Старуха тронула лужу, которая внове стала лишь лужею.
- И сдалася я. Не выдюжила… страшно было? Было. Когда час пришел, мне Надежа велел из дому идти. Я и вышла. А после дверь-то приоткрыла, шмыгнула тенью… он уже и не узнавал никого. Лежал на лавке, сипел, хрипел… метался в горячке. Я подошла и руку на лоб положила. Сила-то и перетекла… горячая и холодная разом. Как вода ключевая. А он в последний миг глаза и открыл. Спросил, что, мол, делаю? А я ему сказала, что не хочу, чтоб он мучился. Соврала в последний-то миг… или не соврала? Всей правды не сказала. Он-то понял. И усмехнулся так… молвил, что все ответы в той книге, которую я храню. Чтоб прочла ее, но больше никому не показывала, что книга этая многих на дурное подбить способна.
Запах рыбы сделался тяжелым.
Этак пахнет на нерест, когда выходят рыбачьи широкие лодки, тянут сети, городят русло, а после вывозят, вываливают на берегу горы живого серебра. Тогда-то рыбу и потрошат, возвертая потрохи в воду, и чистят, и тут же солью крупною засыпают, нанизывают на бечеву, чтоб сохла, значится.
Дурной запах.
И скользкие от рыбьей крови руки.
Пальцы, чешуею исцарапанные. И тошнота, что к горлу подкатывает… нет, не любила я такие дни, благо, длилися они недолго.
- Книга… я в нее не сразу заглянуть посмела. Надежу сама хоронила. Никто из села мне не пожелал помочь. Обернула в холстину, взвалила на лапы еловые. Сволокла к вырубкам да костер сложила… наши-то в последнее время все больше болоту кланялися и мертвяков хоронили в багне. Оно так и проще… небось, болото все примет. А дрова дороги… вот…
И вновь потекла жизнь в селе. Глядела я на нее и дивилась.
Вот встали по границе вешки резные, да не с Божининым ликом, и не с сестрицы ее, которые, знаю, ставили порой, чтоб минули село Чума да Холера. Нет, резали на них харю плоскую, будто рыбью, с бородою длинною косматой…
…шелестела страницами книга заветная.
…делилась знанием.
…и вот встал посеред села дом для ведуньи Пересветы. Лег на плечи ее платок узорчатый, шерстяной. Идет она, хранительница, метет дорожки подолом душегреи плюшевой. На шее – ожерелье из жемчуга в три ряда. На руках – запястья золотые да с каменьями.
Важна.
И кажный встречный ей кланяется.
Матушкой Пересветой величают, испрошают об удаче.
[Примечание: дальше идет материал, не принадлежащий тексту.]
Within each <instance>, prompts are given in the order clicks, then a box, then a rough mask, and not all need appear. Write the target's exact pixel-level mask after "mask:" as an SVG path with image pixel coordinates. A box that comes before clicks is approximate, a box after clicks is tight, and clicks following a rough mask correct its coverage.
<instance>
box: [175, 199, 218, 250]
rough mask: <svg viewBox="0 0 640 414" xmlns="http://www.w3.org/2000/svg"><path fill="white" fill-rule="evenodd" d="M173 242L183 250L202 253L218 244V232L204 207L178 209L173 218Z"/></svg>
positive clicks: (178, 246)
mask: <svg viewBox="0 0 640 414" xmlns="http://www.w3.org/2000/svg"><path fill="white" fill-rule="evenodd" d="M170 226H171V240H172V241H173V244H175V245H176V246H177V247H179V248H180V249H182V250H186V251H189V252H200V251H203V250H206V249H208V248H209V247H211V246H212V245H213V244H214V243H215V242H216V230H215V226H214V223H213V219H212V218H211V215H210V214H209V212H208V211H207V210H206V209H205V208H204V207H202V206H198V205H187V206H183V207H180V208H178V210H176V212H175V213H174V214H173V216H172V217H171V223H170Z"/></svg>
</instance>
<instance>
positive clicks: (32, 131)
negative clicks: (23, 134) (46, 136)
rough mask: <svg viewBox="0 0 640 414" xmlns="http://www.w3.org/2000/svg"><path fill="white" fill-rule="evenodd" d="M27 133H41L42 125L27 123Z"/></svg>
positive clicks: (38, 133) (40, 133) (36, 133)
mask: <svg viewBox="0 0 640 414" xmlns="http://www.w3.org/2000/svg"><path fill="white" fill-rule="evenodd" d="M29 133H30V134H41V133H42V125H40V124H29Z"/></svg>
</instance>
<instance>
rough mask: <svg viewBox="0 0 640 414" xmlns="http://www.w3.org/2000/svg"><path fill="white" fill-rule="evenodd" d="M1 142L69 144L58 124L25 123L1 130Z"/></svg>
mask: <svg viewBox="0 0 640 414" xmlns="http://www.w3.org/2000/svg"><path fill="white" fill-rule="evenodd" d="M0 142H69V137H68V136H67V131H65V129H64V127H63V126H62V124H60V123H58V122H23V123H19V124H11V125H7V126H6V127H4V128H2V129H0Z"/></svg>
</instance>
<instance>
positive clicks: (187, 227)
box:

…тиха книга, мала, на сером пергаменте писана да так, что каждый прочесть сподобится. И пусть толщиною она с мизинчик, а зачарована так, что на каждый вопрос ответ даст.
Договор продлить?
Продлят.
Накроют столы свадебные по новому обычаю. Угощение выставят богатое. И нечисти на болото снесут, что пирогов хлебных, что щук, целиком запеченых. И сливянкою не обидят, хотя иные мужики и поговаривали, что дурное это дело – сливянку в трясину лить. Им там, в багне, и первача хватило бы.
Не суть.
Главное, что выведут из избы ведуньи невесту.
Приоденут.
Закрутят в покрывала драгоценные, но босую оставят по некому своему обычаю. Накинут на лицо платок, чтоб не видеть ни лица этого, ни взгляда задурманеного. Отведут к краю багны и поклонятся вслед: мол, вот тебе новая жена, Хозяин вод, краше прежней.
Уж не серчай.
И Матушка Пересвета словом своим благословит невесту проклятую. Примет ее болото, и будет еще на год удачи…
…отчего на год?
- Оттого, Зослава, что всего-то людям мало, - ответствовала старуха. – Сперва о чем просили? О том, чтоб выжить… вот и дал Хозяин вод, что землицы, что еды. Но как пожили, так большего восхотелось. Воды богаты… в них, окромя рыбы, всякого много. Есть жемчуга, что обыкновенный, что русалий, который не всяк князь купить сподобится. Есть золотые заклятые клады. Есть кости зверей диковинных, магикам зело потребные. Есть черная жижа, многие болезни исцелить способная… всего есть, ежель готов цену дать правильную. Я давала… сперва-то как… жила, как при Надеже привыкла. А после… старостиха платочек принесла шелковый. В подарок. После цепку серебряну… отрез и другой… пирожков с печенкою… попросила о малом – удаче для сыночка ее, который свой дом ставил… одно и другое… и третье… и сама не заметила, кем стала. Да и то, по нраву сие мне было.